BOSTON, MA — If I were asked to identify a female role model, I would choose Connie Chung over Betty Friedan.
Most of the college women I know view feminism - and all of its radical connotations - as a social movement encountered only in US history classes.
Throughout my three years as an undergraduate at Harvard University, I, like many of my female friends, have shied away from specifically feminist activities and organizations. I have taken my gender for granted.
Thus, you can imagine my surprise and disgust last spring when I learned that a male classmate, Drew Douglas, had been accused of raping another Harvard student.
Not only had I eaten dinner with Mr. Douglas in the social feeding frenzy that characterizes our freshman dining hall, but I had sat across the room from him throughout a semester-long economics section.
I was shocked that a fellow member of the class of 2000, born and bred in our era of political correctness, might have committed such an act, even if, as in this case, he was under the influence of alcohol. After all, we had all been high school freshmen during the Clarence Thomas/Anita Hill affair when the term sexual harassment entered into our 15-year-old daily lexicon.
I have always felt comfortable as a woman at Harvard. Supposed gender awareness pervades the campus. From the numerous female speakers, women leaders' conferences and Radcliffe College events, to a recent university-wide change in official terminology from "freshman" to "first-year," Harvard and its students have always seemed inclusive and accepting of the female 48 percent of the student body.
For the past two years, dynamic and intelligent women presidents have led our student government. Women's studies classes are consistently over-enrolled.
Two weeks ago, Harvard's Faculty Council debated whether to dismiss Douglas from the university. Dismissal is Harvard's de facto policy of expulsion. The faculty was presented with the Middlesex Superior Court's account of the sexual assault, taken from the hearing where Douglas pled guilty to indecent assault and battery.

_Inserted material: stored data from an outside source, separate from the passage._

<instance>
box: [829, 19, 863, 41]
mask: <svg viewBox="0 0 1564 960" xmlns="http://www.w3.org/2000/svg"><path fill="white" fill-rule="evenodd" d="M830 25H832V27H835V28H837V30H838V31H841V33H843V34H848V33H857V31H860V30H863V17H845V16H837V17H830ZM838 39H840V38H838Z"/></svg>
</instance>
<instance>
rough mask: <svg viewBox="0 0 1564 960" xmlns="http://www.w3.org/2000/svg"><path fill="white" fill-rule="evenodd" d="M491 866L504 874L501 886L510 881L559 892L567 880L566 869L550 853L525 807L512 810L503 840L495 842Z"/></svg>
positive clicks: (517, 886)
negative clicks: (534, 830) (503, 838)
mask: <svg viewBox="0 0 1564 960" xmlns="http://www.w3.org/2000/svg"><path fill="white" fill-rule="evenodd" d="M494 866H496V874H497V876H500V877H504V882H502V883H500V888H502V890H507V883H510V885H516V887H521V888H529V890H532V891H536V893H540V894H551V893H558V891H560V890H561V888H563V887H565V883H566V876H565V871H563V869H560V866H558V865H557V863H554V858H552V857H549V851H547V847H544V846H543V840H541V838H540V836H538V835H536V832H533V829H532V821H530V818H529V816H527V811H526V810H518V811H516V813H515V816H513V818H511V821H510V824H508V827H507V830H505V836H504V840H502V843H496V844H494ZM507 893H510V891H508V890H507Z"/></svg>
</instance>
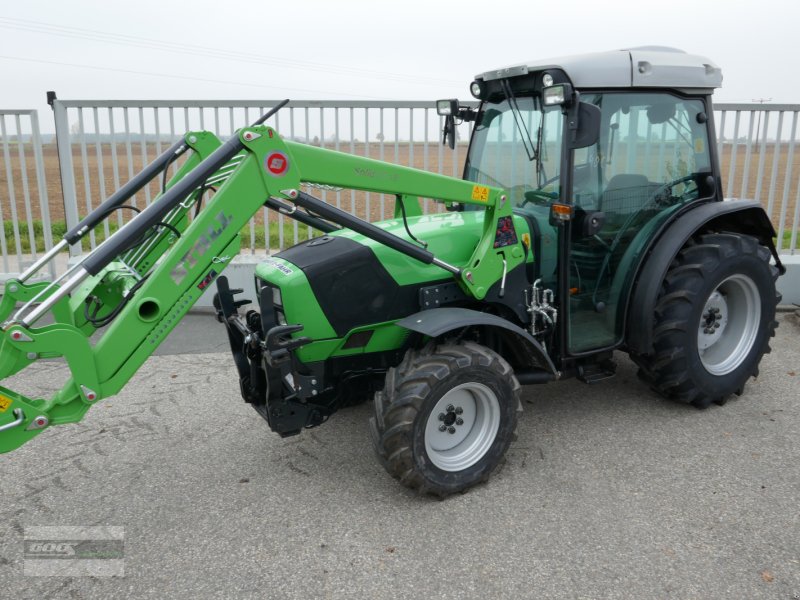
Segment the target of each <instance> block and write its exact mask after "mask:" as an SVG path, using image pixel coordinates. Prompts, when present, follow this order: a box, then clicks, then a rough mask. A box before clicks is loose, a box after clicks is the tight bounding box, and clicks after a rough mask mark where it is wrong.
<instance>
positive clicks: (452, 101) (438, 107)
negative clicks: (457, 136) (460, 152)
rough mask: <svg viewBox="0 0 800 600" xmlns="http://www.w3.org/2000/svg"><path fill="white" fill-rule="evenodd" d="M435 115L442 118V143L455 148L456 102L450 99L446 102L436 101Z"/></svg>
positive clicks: (443, 100)
mask: <svg viewBox="0 0 800 600" xmlns="http://www.w3.org/2000/svg"><path fill="white" fill-rule="evenodd" d="M436 114H437V115H439V116H440V117H444V129H442V143H443V144H447V145H448V146H450V149H451V150H452V149H453V148H455V147H456V115H457V114H458V100H457V99H455V98H451V99H448V100H437V101H436Z"/></svg>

The Middlesex Superior Court convicted Douglas on the charges of indecent assault and battery. The Faculty Council's disciplining committee and victim herself, however, contend that a rape did occur.
As I joined more than 200 students in a fervent pro-dismissal rally, I felt my gender securities slowly dissolve.

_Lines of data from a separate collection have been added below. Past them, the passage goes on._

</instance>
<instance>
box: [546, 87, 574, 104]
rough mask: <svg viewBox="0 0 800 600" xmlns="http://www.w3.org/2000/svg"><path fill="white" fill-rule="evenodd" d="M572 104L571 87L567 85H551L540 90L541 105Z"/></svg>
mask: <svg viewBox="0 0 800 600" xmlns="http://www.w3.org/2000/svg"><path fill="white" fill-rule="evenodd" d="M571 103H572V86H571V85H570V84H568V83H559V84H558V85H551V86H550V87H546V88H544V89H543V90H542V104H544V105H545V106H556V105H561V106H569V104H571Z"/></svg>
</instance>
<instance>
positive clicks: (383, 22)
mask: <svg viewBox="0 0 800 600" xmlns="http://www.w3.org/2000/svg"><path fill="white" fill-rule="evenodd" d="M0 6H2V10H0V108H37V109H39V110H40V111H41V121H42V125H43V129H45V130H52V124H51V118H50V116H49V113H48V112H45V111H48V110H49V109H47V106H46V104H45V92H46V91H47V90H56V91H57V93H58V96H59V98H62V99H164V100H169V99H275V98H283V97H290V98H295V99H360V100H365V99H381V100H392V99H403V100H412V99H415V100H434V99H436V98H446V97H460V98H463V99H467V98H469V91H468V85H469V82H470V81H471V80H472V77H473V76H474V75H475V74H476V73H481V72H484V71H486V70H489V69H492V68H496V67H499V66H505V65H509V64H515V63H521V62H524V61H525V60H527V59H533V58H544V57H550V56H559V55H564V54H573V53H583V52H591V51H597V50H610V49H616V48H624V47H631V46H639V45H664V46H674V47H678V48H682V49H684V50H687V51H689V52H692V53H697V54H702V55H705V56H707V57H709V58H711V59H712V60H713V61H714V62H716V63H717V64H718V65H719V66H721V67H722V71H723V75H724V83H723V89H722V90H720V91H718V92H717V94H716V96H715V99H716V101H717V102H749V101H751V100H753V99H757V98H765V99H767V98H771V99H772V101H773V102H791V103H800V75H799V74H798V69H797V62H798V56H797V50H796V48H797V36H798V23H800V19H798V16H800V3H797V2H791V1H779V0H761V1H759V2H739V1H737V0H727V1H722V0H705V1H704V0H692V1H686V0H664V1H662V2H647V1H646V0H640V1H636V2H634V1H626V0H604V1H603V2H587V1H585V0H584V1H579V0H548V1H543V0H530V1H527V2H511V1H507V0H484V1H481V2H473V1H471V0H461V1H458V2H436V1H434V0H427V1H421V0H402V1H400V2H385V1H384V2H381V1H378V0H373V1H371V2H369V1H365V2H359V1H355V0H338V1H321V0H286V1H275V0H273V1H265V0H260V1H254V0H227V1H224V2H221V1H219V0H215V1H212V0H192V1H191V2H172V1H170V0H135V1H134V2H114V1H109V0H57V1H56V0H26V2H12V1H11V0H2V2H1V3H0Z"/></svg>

We waited as our professors discussed the appropriate punishment for someone already considered to be a sexual felon by Middlesex County and a rapist by Harvard College. The Faculty Council debated what they considered the case's ambiguities: Had the victim provoked Douglas? What was the nature of their interactions throughout the evening? Did she refuse him with adequate force?

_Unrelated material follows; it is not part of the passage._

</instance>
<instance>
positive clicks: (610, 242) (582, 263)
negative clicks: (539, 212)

I hope the spirit of protest which engulfed our campus during this debate will continue, even after the final vote of 101 to 19 in favor of dismissal. For, as we stood vigil late into the night, we realized that beneath Harvard's politically correct veneer, sexism still lingers. In an institution that must debate whether to dismiss a convicted sex offender, women have yet to achieve full security.
Beyond the immediate case, the school lacks significant resources for victims of sexual assault and rape. Harvard is the second richest nonprofit in the world (after the Vatican). Yet, unlike many other schools, we have no women's center or 24-hour rape crisis hot line, and insufficient counseling and health services for victims of sex crimes.
In addition, while the orientation for first-year students includes a mandatory three-hour workshop on plagiarism, similar workshops that discuss the parameters of sexual violence are optional, sporadic, and underpublicized.
On the most basic level, there is a noticeable lack of social acceptance provided to victims of any kind of sexual abuse. Both the victim of the Douglas assault as well as the victim of a second rape that occurred last spring (the second case is scheduled to appear before the Faculty Council next month) remained silent about their experiences. The two women recently "came out" to the campus, describing their feelings of embarrassment, helplessness, and isolation in a student newspaper.
Harvard can continue changing gender-unfriendly titles such as "freshman," and inviting women leaders to speak to us. But until sexual assault, violence, and rape are unconditionally condemned by this institution, women are still not equal members of our community.
Until the resources afforded to current female students are commensurate to the luxurious resources dedicated to development, something is drastically wrong with the values upheld by my school.
And until women feel entirely comfortable in every classroom, dining hall, and late-night party, even if they are surrounded by inebriated male classmates, all students, administrators, and faculty members dare not remain silent.
I have realized that the feminist struggle embraced by our mothers is not over. So I am off to the library, where I'll unearth Betty Friedan's "The Feminine Mystique" and brush off the cobwebs.
*Dafna Hochman, a junior at Harvard University, is an editor of The Harvard Crimson. She is majoring in social studies.